We spiraled toward the ground, Grover doing his best to slow the fall.

We smashed into a photo-board, Grover’s head going straight into the hole where tourists would put their faces, pretending to be Noo-Noo the Friendly Whale. Annabeth and I tumbled to the ground, banged up but alive. Ares’s shield was still on my arm.

Once we caught our breath, Annabeth and I got Grover out of the photo-board and thanked him for saving our lives. I looked back at the Thrill Ride of Love. The water was subsiding. Our boat had been smashed to pieces against the gates.

A hundred yards away, at the entrance pool, the Cupids were still filming. The statues had swiveled so that their cameras were trained straight on us, the spotlights in our faces.

“Show’s over!” I yelled. “Thank you! Good night!”

The Cupids turned back to their original positions. The lights shut off. The park went quiet and dark again, except for the gentle trickle of water into the Thrill Ride of Love’s exit pool. I wondered if Olympus had gone to a commercial break, or if our ratings had been any good.

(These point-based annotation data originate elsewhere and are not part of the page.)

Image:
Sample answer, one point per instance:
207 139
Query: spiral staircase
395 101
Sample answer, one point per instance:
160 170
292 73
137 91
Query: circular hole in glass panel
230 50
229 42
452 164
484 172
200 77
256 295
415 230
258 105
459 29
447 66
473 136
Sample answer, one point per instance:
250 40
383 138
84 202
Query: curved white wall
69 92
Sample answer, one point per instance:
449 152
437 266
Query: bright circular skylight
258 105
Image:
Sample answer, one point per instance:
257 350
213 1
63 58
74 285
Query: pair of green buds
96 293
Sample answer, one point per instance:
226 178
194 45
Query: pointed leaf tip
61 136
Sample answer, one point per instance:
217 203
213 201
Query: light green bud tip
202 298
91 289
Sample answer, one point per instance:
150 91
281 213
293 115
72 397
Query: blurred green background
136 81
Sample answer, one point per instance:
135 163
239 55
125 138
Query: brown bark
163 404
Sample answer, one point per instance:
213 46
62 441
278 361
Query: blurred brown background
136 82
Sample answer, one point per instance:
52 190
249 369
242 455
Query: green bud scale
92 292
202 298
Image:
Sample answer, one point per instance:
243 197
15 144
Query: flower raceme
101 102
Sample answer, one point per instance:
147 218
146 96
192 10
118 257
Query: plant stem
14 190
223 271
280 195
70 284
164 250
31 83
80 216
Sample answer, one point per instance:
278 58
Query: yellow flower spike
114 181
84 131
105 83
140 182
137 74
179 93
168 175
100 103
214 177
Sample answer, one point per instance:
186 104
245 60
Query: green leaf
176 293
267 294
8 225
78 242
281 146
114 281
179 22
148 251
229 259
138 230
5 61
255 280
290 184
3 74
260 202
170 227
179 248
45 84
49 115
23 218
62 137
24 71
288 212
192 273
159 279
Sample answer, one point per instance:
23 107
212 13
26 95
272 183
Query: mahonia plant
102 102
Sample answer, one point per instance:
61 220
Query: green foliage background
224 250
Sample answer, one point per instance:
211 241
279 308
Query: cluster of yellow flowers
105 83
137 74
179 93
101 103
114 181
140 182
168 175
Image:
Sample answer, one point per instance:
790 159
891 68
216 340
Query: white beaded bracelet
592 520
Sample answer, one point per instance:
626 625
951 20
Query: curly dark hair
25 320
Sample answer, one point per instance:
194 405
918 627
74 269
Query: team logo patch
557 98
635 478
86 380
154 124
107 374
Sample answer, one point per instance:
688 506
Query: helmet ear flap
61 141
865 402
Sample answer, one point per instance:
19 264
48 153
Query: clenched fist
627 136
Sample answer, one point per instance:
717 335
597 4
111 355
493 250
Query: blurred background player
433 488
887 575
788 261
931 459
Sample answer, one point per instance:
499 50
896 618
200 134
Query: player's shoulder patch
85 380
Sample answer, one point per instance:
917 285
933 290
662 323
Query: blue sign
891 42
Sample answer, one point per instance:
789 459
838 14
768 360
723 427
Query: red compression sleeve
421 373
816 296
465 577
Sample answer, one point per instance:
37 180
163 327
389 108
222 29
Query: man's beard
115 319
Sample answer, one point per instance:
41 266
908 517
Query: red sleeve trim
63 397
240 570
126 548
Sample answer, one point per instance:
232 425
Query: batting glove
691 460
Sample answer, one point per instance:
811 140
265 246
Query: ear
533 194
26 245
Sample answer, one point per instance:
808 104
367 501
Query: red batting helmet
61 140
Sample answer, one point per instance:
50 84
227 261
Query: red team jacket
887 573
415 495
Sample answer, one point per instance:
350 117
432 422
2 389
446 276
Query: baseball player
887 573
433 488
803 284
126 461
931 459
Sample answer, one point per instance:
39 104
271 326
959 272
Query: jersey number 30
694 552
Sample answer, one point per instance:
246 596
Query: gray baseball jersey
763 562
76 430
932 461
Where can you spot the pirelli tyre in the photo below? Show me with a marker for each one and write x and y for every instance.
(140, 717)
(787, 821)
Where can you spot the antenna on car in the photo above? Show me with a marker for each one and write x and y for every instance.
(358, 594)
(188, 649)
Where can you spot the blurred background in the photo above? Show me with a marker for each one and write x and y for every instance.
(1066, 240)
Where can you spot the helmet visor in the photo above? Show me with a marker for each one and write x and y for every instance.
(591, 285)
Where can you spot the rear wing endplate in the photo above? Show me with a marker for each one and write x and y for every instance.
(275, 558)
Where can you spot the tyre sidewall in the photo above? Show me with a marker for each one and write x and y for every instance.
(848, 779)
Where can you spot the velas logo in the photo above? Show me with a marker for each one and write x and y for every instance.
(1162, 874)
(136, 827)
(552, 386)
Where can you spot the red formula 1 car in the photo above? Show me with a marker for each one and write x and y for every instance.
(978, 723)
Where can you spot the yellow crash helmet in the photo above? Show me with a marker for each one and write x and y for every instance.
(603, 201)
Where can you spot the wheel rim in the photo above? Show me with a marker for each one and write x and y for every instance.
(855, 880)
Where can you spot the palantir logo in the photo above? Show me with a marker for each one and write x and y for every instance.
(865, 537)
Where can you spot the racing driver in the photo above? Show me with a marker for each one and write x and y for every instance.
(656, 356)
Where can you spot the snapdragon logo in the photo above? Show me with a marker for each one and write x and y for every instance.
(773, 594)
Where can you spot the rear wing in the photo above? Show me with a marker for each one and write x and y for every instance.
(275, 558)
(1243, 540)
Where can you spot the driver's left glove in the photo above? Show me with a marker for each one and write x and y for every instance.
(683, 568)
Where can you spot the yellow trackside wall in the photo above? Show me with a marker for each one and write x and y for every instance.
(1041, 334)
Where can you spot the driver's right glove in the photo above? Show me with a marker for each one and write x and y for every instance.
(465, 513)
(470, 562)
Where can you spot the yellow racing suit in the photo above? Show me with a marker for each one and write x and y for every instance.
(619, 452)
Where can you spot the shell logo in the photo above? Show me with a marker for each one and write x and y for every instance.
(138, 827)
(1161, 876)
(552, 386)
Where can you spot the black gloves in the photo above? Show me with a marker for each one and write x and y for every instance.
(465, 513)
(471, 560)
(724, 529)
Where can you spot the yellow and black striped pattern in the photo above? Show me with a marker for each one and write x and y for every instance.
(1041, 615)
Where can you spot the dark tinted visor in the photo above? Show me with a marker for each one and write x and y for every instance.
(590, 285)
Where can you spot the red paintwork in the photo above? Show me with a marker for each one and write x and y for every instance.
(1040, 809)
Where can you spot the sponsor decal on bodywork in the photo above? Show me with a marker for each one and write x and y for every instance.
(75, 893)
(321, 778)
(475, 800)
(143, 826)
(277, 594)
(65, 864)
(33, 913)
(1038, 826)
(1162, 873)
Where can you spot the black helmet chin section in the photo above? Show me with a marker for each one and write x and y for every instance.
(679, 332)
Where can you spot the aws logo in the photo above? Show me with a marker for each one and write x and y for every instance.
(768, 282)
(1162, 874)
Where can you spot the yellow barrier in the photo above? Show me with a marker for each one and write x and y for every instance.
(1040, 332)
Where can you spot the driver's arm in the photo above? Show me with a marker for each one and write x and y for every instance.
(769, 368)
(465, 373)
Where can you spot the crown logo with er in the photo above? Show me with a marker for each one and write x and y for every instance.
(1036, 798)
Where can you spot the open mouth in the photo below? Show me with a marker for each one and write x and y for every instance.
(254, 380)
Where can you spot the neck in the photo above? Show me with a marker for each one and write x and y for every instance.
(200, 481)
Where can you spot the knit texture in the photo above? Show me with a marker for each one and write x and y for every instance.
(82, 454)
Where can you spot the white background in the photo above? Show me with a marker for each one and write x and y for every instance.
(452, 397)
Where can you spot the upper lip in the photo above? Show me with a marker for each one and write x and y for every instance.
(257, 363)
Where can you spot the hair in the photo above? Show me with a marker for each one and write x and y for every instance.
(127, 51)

I hated being teased. I hated being tricked. And I had plenty of experience handling bullies who liked to do that stuff to me. I hefted the shield on my arm and turned to my friends. “We need to have a little talk with Ares.”

WE TAKE A ZEBRA TO VEGAS

The war god was waiting for us in the diner parking lot.

“Well, well,” he said. “You didn’t get yourself killed.”

“You knew it was a trap,” I said.

Ares gave me a wicked grin. “Bet that crippled blacksmith was surprised when he netted a couple of stupid kids. You looked good on TV.”

I shoved his shield at him. “You’re a jerk.”

Annabeth and Grover caught their breath.

Ares grabbed the shield and spun it in the air like pizza dough. It changed form, melting into a bulletproof vest. He slung it across his back.

“See that truck over there?” He pointed to an eighteen-wheeler parked across the street from the diner. “That’s your ride. Take you straight to L.A., with one stop in Vegas.”

The eighteen-wheeler had a sign on the back, which I could read only because it was reverse-printed white on black, a good combination for dyslexia: KINDNESS INTERNATIONAL: HUMANE ZOO TRANSPORT. WARNING: LIVE WILD ANIMALS.

I said, “You’re kidding.”

Ares snapped his fingers. The back door of the truck unlatched. “Free ride west, punk. Stop complaining. And here’s a little something for doing the job.”

He slung a blue nylon backpack off his handlebars and tossed it to me.

Inside were fresh clothes for all of us, twenty bucks in cash, a pouch full of golden drachmas, and a bag of Double Stuf Oreos.

I said, “I don’t want your lousy—”

“Thank you, Lord Ares,” Grover interrupted, giving me his best red-alert warning look. “Thanks a lot.”

I gritted my teeth. It was probably a deadly insult to refuse something from a god, but I didn’t want anything that Ares had touched. Reluctantly, I slung the backpack over my shoulder. I knew my anger was being caused by the war god’s presence, but I was still itching to punch him in the nose. He reminded me of every bully I’d ever faced: Nancy Bobofit, Clarisse, Smelly Gabe, sarcastic teachers— every jerk who’d called me stupid in school or laughed at me when I’d gotten expelled.